I figured it was time to check in on SMALLVILLE once again, where intrepid news photographer Jimmy Olsen captured a blurry photo of the “Good Samaritan” who was rescuing people and vowed to put a face on the smudge. When Jimmy stopped by the Kent farm to share his theory that the Samaritan went to Smallville High, he realized that the hero’s career paralleled Clark’s movements — and that Clark himself had “hero potential.” And a tendency to wear red and blue, just like the blurry hero in his photo. Jimmy’s eyes grew wide and his mouth hung open as he realized, “It’s you.” Clark denied it and ran to Chloe. Jimmy soon followed, begging to be let in on the secret. “I guess I’ll have to prove it,” he resolved. This echoed a staple plotline of the comic books, especially Lois’ solo title, Superman’s Girlfriend Lois Lane, in which she spent much of the late 1950s-early ’60s attempting to suss out the Man of Steel’s secret identity, and prove that Clark was Superman. She would constantly dream up bizarre schemes to force Clark to act as Superman and blow his cover. But though there weer some close calls, he never did. On SMALLVILLE, Lois got to know the newest Planet reporter, Sebastian Kane, who immediately hit on her (then again, who wouldn’t?). Kane had the secret ability to steal memories, and was secretly sent by Tess Mercer to learn if Lois had stolen the Kryptonian crystal. Lois preparing for her date set up a scene in which Clark was embarrassed to zip the pneumatic Lois into her skintight red dress. The byplay between Tom Welling and Erica Durance this season has been fun to watch.
I have also enjoyed watching the groundwork being layed for Clark to eventually adopt his costumed identity. Clark told Ollie that maybe his role is to “give people hope; someone to believe in.” After J’onn J’onzz — sorry, Martian Manhunter — lectured him about the need for secrecy last week, Chloe broached the subject of adopting an alias to protect his identity, like Oliver’s Green Arrow. Speaking of Oliver (played by PASSIONS’ ex-Fox, Justin Hartley), Clark berated him for drinking too much and tossing aside his GA leathers. Clark also lamented the fact that, “I can’t mindwipe the people who already know my secret” — an obvious reference to the recent Identity Crisis comic book series. Clark enlisted Oliver to protect his identity in a manner similar to the way Clark donned green leather to preserve Oliver’s secret. When Jimmy was conveniently mugged, Oliver saved him in an outfit with a cape. As Ollie perched on a ledge above an American flag with his cape flapping in the breeze, Clark noticed the way people were mesmerized by the image. Hopefully, that gave him an idea, LOL. Buying the ruse, Jimmy nevertheless suggested that Clark is the kind of guy people can count on, whether they are strangers or friends — he’s always there for them. Furthering the lessons, Lois claimed she didn’t tell Clark she was working Kane undercover in order to protect him. And, after being saved by the Samaritan twice, she’s a true believer, and vowed to track down the hero. “I won’t stop until I land the first worldwide exclusive interview,” she chirped. “Watch me.” Somehow, I think she’ll get it.

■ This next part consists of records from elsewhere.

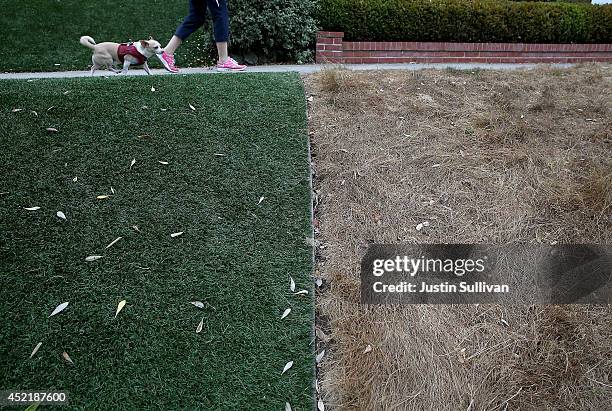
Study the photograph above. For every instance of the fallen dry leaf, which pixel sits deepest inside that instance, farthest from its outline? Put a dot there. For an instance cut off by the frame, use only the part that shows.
(420, 226)
(320, 356)
(120, 307)
(34, 406)
(287, 366)
(321, 335)
(114, 242)
(59, 309)
(35, 350)
(67, 357)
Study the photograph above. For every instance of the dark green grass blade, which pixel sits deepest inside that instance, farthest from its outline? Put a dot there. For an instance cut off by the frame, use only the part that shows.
(235, 254)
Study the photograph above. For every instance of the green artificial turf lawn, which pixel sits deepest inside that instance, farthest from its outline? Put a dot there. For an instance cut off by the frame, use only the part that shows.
(38, 34)
(246, 139)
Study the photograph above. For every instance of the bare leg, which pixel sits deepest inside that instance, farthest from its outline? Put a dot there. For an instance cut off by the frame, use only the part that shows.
(172, 45)
(126, 66)
(222, 52)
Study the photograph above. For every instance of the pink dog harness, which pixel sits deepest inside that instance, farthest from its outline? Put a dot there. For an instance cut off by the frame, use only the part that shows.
(131, 50)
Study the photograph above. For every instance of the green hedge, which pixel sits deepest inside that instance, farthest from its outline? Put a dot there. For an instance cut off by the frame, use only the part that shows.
(467, 21)
(269, 30)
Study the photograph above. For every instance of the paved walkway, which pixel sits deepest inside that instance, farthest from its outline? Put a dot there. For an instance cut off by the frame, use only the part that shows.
(304, 69)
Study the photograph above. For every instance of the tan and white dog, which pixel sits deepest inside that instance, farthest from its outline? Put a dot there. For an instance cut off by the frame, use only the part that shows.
(109, 54)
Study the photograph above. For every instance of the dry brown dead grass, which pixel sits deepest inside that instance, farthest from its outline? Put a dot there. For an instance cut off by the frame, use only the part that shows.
(486, 157)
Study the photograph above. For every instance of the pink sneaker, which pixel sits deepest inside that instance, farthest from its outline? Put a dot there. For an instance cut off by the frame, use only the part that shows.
(168, 62)
(230, 65)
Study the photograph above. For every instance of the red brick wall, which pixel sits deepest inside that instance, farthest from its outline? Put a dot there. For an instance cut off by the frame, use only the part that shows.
(331, 48)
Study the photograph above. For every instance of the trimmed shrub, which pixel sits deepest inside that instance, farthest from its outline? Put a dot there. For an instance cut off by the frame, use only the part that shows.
(269, 30)
(467, 21)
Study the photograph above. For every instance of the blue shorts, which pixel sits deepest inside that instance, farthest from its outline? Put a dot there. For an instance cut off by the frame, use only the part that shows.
(197, 15)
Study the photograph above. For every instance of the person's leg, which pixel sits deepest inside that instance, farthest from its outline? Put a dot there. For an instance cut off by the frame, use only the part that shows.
(173, 44)
(220, 16)
(194, 20)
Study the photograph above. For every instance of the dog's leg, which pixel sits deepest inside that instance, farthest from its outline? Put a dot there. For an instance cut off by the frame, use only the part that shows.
(94, 66)
(126, 66)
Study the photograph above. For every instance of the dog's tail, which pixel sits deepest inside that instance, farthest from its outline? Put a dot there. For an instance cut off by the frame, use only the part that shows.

Did you catch the joke lines?
• The “Faster than a speeding bullet” headline above the photo?
•Oliver mentioned going to a summit of friends in Europe who like to dress up and kick butts. (Justice League Europe, anyone?)
•And the coup de grace: Oliver snorting that he’s “not the party boy on lost rum-soaked weekends” or “a multinational corporate titan.” Take that, Tony Stark/Iron Man!